How to help those who make compulsive purchases

I’m afraid my friend has a compulsive buying problem. It’s no joke and I looked at it carefully before I started to worry. First it was the clothes: lots of labels peeking out from increasingly …

How to help those who make compulsive purchases

I’m afraid my friend has a compulsive buying problem. It’s no joke and I looked at it carefully before I started to worry. First it was the clothes: lots of labels peeking out from increasingly overflowing wardrobes. Then she started inviting me to give me things that were “bought too quickly” and that she wasn’t “convinced of anymore”, from clothes we moved on to accessories, to cosmetics, to those glossy books full of photos, to experiential boxes. He is always on social media and there is no shortage of bombardments for purchases. When she tried to give me an iPad last week I rejected it and tried to talk to her. I approached it delicately but I had to get to the point: “I think you have a problem, we need to talk to someone about it.” Open up heaven. He hasn’t spoken to me since then and when we meet at university he changes direction. I am worried and sorry, in my opinion, since they separated a few months ago, her parents give her too much money because each of them tries to console her or win her over. And this is the result. I wish I could help you but you don’t seem to want to give me the chance and I’m not sure what I could do anyway? Suggestions?
Bea

Dear Bea, I know, it’s difficult to wake up someone who is pretending to be asleep. Because I think her friend actually realizes she has a problem, which is why she became avoidant when she tried to broach the topic. Having said that, perhaps she should try to talk to her friend’s parent with whom she, Bea, is more familiar. Accumulating things is a compensatory gesture and I fear it is more due to the separation of the parents than to the fact of receiving “too much money” from them. Mum and dad console themselves by giving, her friend consoles herself by accumulating, it seems clear to me. I don’t know how he reacted “officially” to his parents’ divorce but this is certainly the “unofficial” reaction.
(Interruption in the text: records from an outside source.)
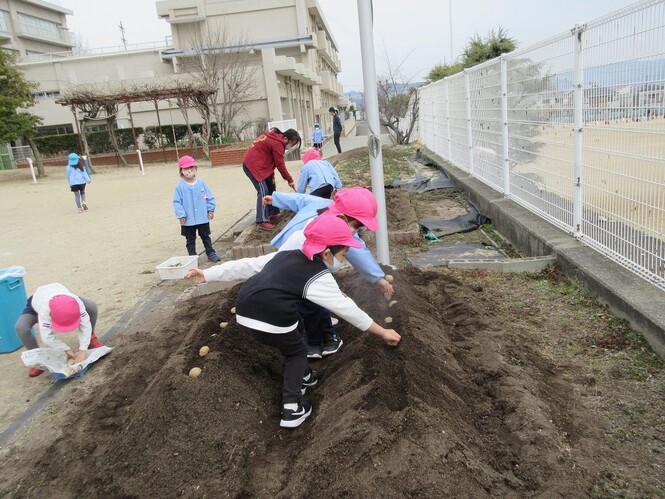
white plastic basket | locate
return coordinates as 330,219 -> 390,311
155,255 -> 199,281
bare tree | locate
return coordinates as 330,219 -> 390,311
187,25 -> 259,141
377,50 -> 420,144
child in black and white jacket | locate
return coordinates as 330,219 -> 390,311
187,214 -> 401,428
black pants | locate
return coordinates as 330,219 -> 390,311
298,300 -> 335,345
333,132 -> 342,154
240,321 -> 309,404
309,184 -> 333,199
180,223 -> 215,256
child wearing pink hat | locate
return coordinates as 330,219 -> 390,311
265,187 -> 394,359
296,149 -> 342,199
187,215 -> 401,428
173,156 -> 221,262
16,282 -> 104,377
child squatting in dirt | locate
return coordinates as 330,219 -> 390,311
263,187 -> 394,359
187,215 -> 401,428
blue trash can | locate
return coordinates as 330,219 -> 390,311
0,267 -> 28,353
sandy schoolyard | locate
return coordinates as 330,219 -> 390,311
0,161 -> 301,432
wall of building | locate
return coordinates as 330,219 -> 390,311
15,0 -> 341,145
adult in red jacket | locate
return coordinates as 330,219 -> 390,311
242,128 -> 302,230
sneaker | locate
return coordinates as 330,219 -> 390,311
256,222 -> 275,230
321,334 -> 344,357
300,369 -> 319,395
279,399 -> 312,428
88,333 -> 106,350
307,345 -> 321,359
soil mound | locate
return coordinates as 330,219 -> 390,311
1,268 -> 624,497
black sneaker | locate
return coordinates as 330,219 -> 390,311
321,333 -> 344,357
307,345 -> 321,359
279,399 -> 312,428
300,369 -> 319,395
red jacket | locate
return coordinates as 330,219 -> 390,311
242,132 -> 293,184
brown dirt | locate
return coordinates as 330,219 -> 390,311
0,268 -> 665,497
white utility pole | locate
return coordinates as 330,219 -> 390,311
358,0 -> 390,265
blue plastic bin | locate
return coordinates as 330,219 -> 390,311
0,277 -> 28,353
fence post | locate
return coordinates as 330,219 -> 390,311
25,158 -> 37,184
443,76 -> 453,162
571,24 -> 586,238
464,69 -> 473,175
136,149 -> 145,177
501,55 -> 510,196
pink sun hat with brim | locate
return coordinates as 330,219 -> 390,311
302,149 -> 321,165
302,213 -> 362,260
178,156 -> 199,168
48,295 -> 81,333
328,187 -> 379,232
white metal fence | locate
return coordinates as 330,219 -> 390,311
418,0 -> 665,289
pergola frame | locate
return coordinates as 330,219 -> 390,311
55,81 -> 217,164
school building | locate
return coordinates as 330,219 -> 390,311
5,0 -> 343,147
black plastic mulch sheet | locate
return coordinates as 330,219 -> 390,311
418,201 -> 489,237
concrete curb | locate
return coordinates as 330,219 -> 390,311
447,256 -> 557,273
423,150 -> 665,359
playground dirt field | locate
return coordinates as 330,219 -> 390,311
0,162 -> 301,432
0,267 -> 665,498
0,150 -> 665,498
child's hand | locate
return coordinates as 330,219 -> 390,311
381,329 -> 402,347
74,350 -> 85,364
376,277 -> 395,296
185,269 -> 206,284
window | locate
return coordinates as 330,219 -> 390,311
37,124 -> 74,135
32,90 -> 60,100
17,12 -> 60,40
85,124 -> 107,132
0,10 -> 9,33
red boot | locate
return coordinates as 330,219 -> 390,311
88,333 -> 106,350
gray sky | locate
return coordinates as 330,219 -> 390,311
58,0 -> 635,91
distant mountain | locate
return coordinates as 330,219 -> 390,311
344,91 -> 365,109
344,81 -> 425,109
556,59 -> 665,89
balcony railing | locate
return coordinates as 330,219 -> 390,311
16,21 -> 75,47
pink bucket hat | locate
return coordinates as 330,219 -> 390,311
302,213 -> 362,260
178,156 -> 199,168
302,149 -> 321,165
328,187 -> 379,231
48,295 -> 81,333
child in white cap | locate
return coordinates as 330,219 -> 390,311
67,152 -> 90,213
296,149 -> 342,199
173,156 -> 221,262
16,282 -> 104,377
187,215 -> 401,428
312,123 -> 324,151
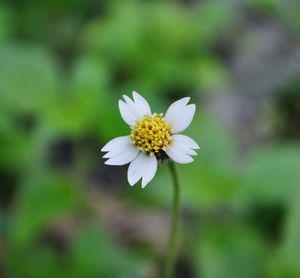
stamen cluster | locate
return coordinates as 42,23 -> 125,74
130,114 -> 172,155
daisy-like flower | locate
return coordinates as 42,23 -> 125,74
101,92 -> 199,188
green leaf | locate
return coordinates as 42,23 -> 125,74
11,175 -> 82,244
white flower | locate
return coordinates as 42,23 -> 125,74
101,92 -> 199,188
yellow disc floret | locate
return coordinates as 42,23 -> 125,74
130,114 -> 172,155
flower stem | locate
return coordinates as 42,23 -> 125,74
164,161 -> 180,278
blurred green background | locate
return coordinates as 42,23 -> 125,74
0,0 -> 300,278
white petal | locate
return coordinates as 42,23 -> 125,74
101,136 -> 130,152
119,100 -> 138,126
165,97 -> 196,133
132,91 -> 151,116
104,145 -> 139,166
170,104 -> 196,133
142,155 -> 157,188
169,134 -> 199,159
165,97 -> 190,123
172,134 -> 200,150
166,144 -> 193,164
127,152 -> 144,186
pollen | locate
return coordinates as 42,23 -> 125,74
130,114 -> 172,155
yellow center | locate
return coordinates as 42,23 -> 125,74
130,114 -> 172,155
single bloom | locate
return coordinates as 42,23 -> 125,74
101,92 -> 199,188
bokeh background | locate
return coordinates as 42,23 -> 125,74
0,0 -> 300,278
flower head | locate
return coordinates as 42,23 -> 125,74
101,92 -> 199,188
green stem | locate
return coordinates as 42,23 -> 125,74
164,161 -> 180,278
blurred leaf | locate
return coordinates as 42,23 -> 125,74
241,145 -> 300,203
271,195 -> 300,277
196,225 -> 266,278
70,227 -> 138,278
11,175 -> 82,244
0,44 -> 58,113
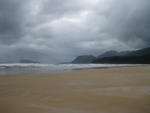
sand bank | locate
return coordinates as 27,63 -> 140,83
0,66 -> 150,113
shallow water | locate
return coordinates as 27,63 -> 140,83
0,63 -> 148,75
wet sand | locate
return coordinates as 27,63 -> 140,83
0,66 -> 150,113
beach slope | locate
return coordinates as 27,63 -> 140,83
0,66 -> 150,113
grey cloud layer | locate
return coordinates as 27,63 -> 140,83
0,0 -> 150,63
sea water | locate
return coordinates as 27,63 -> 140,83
0,63 -> 147,75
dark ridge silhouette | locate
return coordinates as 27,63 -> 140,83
71,55 -> 96,64
19,60 -> 40,63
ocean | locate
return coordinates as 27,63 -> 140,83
0,63 -> 147,75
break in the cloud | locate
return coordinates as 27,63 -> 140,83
0,0 -> 150,63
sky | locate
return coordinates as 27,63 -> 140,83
0,0 -> 150,63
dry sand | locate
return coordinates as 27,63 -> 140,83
0,66 -> 150,113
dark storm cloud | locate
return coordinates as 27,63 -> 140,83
0,0 -> 150,62
0,0 -> 24,44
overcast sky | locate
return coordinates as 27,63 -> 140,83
0,0 -> 150,63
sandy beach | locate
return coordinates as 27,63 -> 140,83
0,66 -> 150,113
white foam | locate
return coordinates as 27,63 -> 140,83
0,63 -> 146,75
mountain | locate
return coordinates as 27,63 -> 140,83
92,47 -> 150,64
97,50 -> 130,58
19,60 -> 40,63
71,55 -> 96,64
92,55 -> 150,64
125,47 -> 150,57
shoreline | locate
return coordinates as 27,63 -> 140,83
0,66 -> 150,113
0,64 -> 150,76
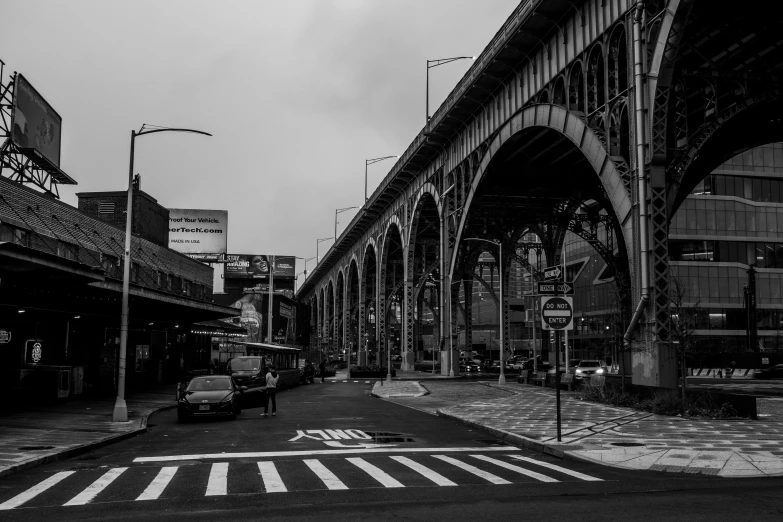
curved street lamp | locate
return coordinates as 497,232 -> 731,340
112,123 -> 212,422
463,237 -> 506,384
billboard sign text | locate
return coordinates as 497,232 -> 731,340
11,74 -> 63,167
169,208 -> 228,254
225,254 -> 296,279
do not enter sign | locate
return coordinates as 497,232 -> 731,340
541,297 -> 574,330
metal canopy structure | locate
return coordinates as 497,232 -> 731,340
0,60 -> 77,199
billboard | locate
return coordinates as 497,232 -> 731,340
11,74 -> 63,167
225,254 -> 296,279
169,208 -> 228,254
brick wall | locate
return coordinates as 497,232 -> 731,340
0,178 -> 212,294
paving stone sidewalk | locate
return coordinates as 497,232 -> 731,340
438,384 -> 783,477
0,385 -> 176,476
372,381 -> 428,399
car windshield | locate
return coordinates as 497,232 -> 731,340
227,357 -> 261,372
188,377 -> 232,391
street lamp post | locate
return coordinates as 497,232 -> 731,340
112,124 -> 212,422
315,237 -> 334,266
334,207 -> 359,241
465,237 -> 506,384
362,156 -> 399,205
424,56 -> 476,125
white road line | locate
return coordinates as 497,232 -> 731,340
471,455 -> 560,482
433,455 -> 511,484
204,462 -> 228,497
390,455 -> 457,486
258,462 -> 288,493
136,466 -> 179,500
0,471 -> 76,511
302,459 -> 348,489
345,457 -> 405,488
133,446 -> 519,462
511,455 -> 603,482
63,468 -> 128,506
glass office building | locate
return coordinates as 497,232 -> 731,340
566,143 -> 783,363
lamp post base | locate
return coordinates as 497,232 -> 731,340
111,397 -> 128,422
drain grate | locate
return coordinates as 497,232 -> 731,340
476,439 -> 506,446
364,431 -> 416,444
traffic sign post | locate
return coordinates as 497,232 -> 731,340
541,296 -> 574,330
541,296 -> 574,442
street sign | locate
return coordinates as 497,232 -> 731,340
538,281 -> 574,295
541,297 -> 574,330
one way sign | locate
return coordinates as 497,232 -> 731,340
538,281 -> 574,295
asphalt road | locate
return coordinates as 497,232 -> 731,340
0,380 -> 783,521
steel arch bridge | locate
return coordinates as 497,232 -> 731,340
298,0 -> 783,387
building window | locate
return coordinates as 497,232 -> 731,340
136,344 -> 150,372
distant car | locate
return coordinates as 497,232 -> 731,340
756,364 -> 783,379
299,363 -> 315,384
177,375 -> 247,422
459,359 -> 480,373
226,356 -> 266,391
574,360 -> 607,379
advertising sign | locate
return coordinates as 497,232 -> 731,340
169,208 -> 228,254
25,339 -> 43,364
11,74 -> 63,167
225,254 -> 296,279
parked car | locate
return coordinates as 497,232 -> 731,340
459,359 -> 480,373
177,375 -> 247,422
756,364 -> 783,379
574,360 -> 607,379
299,362 -> 315,384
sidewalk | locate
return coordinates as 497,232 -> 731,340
0,384 -> 176,477
438,384 -> 783,477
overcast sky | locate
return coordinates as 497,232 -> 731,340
0,0 -> 518,272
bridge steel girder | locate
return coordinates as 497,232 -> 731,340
298,0 -> 783,387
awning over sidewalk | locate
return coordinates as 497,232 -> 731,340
229,341 -> 302,354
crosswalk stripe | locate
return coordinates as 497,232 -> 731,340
63,468 -> 128,506
204,462 -> 228,497
0,471 -> 76,511
471,455 -> 560,482
304,459 -> 348,489
258,461 -> 288,493
136,466 -> 179,500
433,455 -> 511,484
345,457 -> 405,488
511,455 -> 603,482
391,455 -> 457,486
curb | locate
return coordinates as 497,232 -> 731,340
437,409 -> 568,462
370,381 -> 430,399
0,404 -> 177,477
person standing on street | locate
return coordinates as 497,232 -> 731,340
264,366 -> 280,417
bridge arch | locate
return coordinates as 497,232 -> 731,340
449,104 -> 633,276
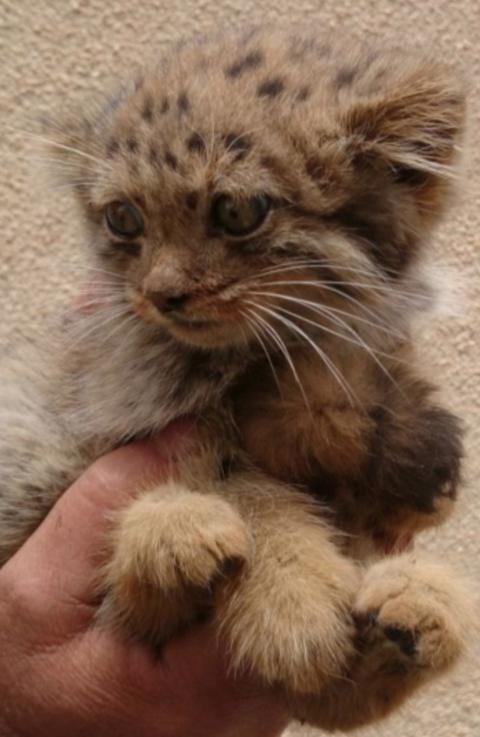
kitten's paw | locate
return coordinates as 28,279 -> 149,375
355,554 -> 474,674
217,541 -> 358,693
101,486 -> 251,643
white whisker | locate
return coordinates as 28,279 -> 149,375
246,300 -> 358,407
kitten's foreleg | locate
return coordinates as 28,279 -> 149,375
99,481 -> 252,645
215,471 -> 358,693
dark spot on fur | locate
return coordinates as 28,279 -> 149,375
165,150 -> 178,171
111,241 -> 142,258
142,97 -> 153,123
126,136 -> 138,153
107,138 -> 120,158
148,144 -> 160,166
305,156 -> 325,181
218,455 -> 238,481
223,133 -> 252,160
187,133 -> 205,153
185,190 -> 198,210
383,627 -> 417,658
108,92 -> 122,112
257,77 -> 285,98
296,85 -> 312,102
326,202 -> 412,279
335,67 -> 357,89
392,164 -> 431,189
225,51 -> 264,79
365,400 -> 463,514
177,92 -> 190,113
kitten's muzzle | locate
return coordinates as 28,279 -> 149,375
145,291 -> 190,314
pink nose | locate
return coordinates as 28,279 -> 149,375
146,292 -> 190,312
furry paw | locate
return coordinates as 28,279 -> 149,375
100,485 -> 251,643
217,526 -> 358,693
355,554 -> 473,673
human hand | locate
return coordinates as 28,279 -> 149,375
0,424 -> 288,737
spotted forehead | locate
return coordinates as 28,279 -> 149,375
90,31 -> 382,209
98,34 -> 344,177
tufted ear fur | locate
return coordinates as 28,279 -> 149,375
343,60 -> 466,225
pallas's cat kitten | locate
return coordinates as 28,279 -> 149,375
0,29 -> 469,729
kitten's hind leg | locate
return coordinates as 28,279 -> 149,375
99,482 -> 251,644
295,554 -> 476,731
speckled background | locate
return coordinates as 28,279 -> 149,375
0,0 -> 480,737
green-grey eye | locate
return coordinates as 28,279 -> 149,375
212,194 -> 272,236
105,200 -> 144,240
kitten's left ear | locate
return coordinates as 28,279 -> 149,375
343,61 -> 466,216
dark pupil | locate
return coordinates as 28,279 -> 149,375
107,202 -> 143,238
214,195 -> 268,235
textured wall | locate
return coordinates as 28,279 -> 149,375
0,0 -> 480,737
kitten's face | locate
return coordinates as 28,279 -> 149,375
49,32 -> 462,347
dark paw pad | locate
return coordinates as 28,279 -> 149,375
383,627 -> 417,658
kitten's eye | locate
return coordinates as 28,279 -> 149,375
105,200 -> 143,240
212,194 -> 272,236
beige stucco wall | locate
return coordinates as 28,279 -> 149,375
0,0 -> 480,737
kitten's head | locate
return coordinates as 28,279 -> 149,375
47,30 -> 464,347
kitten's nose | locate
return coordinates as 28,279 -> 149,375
145,291 -> 190,312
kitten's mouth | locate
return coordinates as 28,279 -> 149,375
128,290 -> 246,348
168,313 -> 218,329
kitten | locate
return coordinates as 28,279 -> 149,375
0,29 -> 470,729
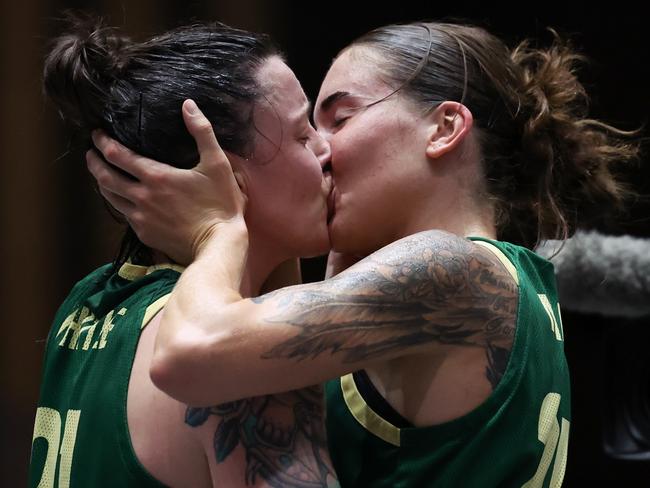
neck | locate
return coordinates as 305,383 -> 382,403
409,189 -> 497,239
153,231 -> 289,297
234,230 -> 288,297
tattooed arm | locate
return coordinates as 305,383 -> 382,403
185,387 -> 339,488
151,226 -> 517,404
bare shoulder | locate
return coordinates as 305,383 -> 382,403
256,231 -> 518,366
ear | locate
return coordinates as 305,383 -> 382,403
425,102 -> 474,159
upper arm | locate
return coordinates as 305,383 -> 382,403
185,387 -> 336,488
186,231 -> 518,399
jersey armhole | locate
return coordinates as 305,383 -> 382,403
140,293 -> 171,329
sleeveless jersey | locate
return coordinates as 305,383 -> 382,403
29,263 -> 181,488
326,238 -> 571,488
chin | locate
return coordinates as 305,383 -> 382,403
298,226 -> 332,258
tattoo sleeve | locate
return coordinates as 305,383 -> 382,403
255,231 -> 518,385
185,387 -> 338,488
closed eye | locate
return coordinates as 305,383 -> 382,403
332,117 -> 350,129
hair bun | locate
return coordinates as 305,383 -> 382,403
43,14 -> 131,127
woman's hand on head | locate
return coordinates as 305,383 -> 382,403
86,100 -> 246,264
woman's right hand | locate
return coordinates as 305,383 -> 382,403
86,100 -> 246,265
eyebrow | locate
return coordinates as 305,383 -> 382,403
320,91 -> 350,112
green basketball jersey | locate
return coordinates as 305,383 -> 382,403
326,238 -> 571,488
29,264 -> 180,488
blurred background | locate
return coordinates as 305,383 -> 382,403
0,0 -> 650,487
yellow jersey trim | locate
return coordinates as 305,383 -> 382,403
472,241 -> 519,286
140,293 -> 171,329
341,374 -> 400,447
117,263 -> 185,281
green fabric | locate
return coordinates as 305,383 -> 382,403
29,265 -> 179,488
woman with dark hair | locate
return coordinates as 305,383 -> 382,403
30,15 -> 336,487
87,23 -> 638,487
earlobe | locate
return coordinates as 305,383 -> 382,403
425,102 -> 474,159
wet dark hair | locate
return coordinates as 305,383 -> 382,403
43,14 -> 282,266
346,22 -> 640,248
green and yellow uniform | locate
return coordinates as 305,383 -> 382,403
327,238 -> 571,488
29,264 -> 180,488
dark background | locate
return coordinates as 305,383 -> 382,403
0,0 -> 650,487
Her friend inspires me with a tenderness that she doesn’t even imagine and I’m very sorry that she feels so alone and “empty” that she feels the need to fill the abyss with gadgets and clothes. Insist Bea, even just to be close to her. Even at the cost of never dealing with the matter again.

Entrust your well-founded concern to your friend’s mother or father and then simply be there for her. Until she is convinced that the divorce has deprived her of a common home but not of two parents. And he will stop “stuffing” himself with things.